Consumers use technology in a wide variety of ways. When a new technology emerges, the early adopters like knowing about all the latest gadgets. They keep their tech information current because it’s fascinating.
New technology often comes with disruption, changing how people buy things and operate within certain sectors. One of the biggest examples of this is the real estate industry, and the disruption that has come with the rise of digital platforms and other tools that help put home buyers and sellers in the driver’s seat for more seamless and educated real estate transactions.
Homebuyers today can’t neglect the new real estate technology that can save them a lot of money and help take the stress out of one of the biggest purchases of their life! More and more, consumers are reaping the benefits of a newly disrupted real estate industry.
Let’s check out how a disrupted real estate industry is helping consumers.
You can track all the home listings in the back of a newspaper and local magazines, but algorithms analyze more listings than you ever could manually, even if you had multiple lifetimes to do it. Now, homebuyers can list their budget and describe the home they’re looking for, and the real estate technology will notify them when a suitable listing is available on the market.
Such an arrangement erases the need for trawling listings. The data helps the algorithm serve up listings that meet all your needs so specifically that they’ll seem personally curated for you.
The real estate industry has traditionally been known to be a bit opaque, as buyers didn’t always get the same data that sellers and brokers used.
Today, modern consumers are accustomed to researching where they’re going to eat before heading to restaurants. It’s only fitting that they expect to gather some credible intelligence about the agent they will use to help them buy a home.
Digital disruptor Regan McGee built Nobul, a real estate technology platform that lets buyers compare real estate agents’ profiles and select the ones whose services, fees, and experience levels they prefer.
McGee described in an interview how savvy home buyers use Nobul to flip the script and get crucial savings: “We are the tip of the spear of disruption. We’re finally giving consumers powers in this industry. Real estate transactions have the single largest fees people pay and the average person pays those fees 11 times in their lifetime. For us to be disrupting this market is extremely exciting.”
Agents aren’t allowed to pay to get listed or ranked, so buyers know the data on Nobul is reliable. If a young, first-time homebuyer needs an agent offering competitive prices, they can find them. Older buyers may prefer an agent experienced in closing high-end deals. They can each use the same platform to find the right agent for them.

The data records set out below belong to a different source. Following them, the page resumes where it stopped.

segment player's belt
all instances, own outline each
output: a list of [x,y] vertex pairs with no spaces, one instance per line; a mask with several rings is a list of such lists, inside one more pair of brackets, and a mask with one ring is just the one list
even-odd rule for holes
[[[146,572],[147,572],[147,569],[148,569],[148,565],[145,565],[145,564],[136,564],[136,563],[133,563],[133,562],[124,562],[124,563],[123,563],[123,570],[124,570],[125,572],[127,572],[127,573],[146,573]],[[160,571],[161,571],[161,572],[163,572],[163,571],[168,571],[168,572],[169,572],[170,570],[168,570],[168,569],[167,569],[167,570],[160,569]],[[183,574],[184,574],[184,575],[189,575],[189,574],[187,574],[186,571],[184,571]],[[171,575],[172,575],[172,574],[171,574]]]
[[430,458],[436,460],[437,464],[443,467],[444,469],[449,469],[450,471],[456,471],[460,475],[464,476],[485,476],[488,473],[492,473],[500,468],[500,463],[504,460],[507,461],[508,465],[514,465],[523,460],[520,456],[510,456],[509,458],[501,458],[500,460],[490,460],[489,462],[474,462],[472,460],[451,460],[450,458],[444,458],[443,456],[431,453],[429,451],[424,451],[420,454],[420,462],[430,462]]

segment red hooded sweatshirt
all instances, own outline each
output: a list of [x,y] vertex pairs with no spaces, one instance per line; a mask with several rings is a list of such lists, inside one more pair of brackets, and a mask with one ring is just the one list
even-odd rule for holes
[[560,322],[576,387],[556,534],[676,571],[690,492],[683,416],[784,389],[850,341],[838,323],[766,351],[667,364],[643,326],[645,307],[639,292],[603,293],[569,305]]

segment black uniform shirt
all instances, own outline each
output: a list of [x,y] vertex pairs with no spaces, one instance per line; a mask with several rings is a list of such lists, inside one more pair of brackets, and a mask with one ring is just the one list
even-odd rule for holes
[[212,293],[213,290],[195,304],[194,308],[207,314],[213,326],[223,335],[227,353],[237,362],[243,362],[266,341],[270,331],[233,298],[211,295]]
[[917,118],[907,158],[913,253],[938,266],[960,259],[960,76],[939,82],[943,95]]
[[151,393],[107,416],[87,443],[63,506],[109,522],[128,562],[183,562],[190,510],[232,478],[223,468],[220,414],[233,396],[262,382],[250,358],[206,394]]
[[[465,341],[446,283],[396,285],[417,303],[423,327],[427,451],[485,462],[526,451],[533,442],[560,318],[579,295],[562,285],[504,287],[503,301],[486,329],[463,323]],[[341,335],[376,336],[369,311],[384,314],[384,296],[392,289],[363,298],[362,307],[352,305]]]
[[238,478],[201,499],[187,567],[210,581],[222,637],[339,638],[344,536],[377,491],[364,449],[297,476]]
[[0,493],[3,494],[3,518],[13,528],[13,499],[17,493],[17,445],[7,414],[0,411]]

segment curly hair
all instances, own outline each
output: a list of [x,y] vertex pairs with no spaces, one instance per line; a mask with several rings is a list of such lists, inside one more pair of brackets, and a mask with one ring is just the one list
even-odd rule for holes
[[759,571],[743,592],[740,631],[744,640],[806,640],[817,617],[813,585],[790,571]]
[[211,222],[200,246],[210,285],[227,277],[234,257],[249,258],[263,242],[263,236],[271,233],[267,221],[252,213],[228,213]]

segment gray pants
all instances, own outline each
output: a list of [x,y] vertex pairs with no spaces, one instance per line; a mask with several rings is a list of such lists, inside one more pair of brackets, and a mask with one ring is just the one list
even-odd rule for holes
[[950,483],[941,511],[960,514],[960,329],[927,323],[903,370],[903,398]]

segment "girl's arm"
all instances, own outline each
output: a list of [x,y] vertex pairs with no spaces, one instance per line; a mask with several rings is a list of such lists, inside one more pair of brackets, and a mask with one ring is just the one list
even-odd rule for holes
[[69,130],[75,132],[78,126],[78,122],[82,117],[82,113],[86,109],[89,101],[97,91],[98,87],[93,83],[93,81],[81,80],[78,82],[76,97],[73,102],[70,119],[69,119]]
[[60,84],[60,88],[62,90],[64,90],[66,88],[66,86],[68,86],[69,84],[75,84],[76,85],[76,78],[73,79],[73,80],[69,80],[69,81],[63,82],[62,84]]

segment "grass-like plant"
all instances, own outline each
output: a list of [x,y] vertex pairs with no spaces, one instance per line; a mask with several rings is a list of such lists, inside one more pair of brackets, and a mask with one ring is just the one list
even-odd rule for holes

The housing market may move quickly, but technology is built to keep pace. When a property becomes available, there’s no time to waste! See it, analyze it, and book a showing.
Real estate technology streamlines the process of identifying it sooner and gives you the tools to connect with your agent and friends. Homebuyers can use real estate technology to keep in touch and share listings, so there’s no wasted time.
Technology can sometimes be showy or gimmicky, but it also serves incredible functions homebuyers can’t afford to ignore. As the price of homes remains high and borrowing costs surge, consumers are wise to embrace disruptive technology that saves them money and simplifies transactions.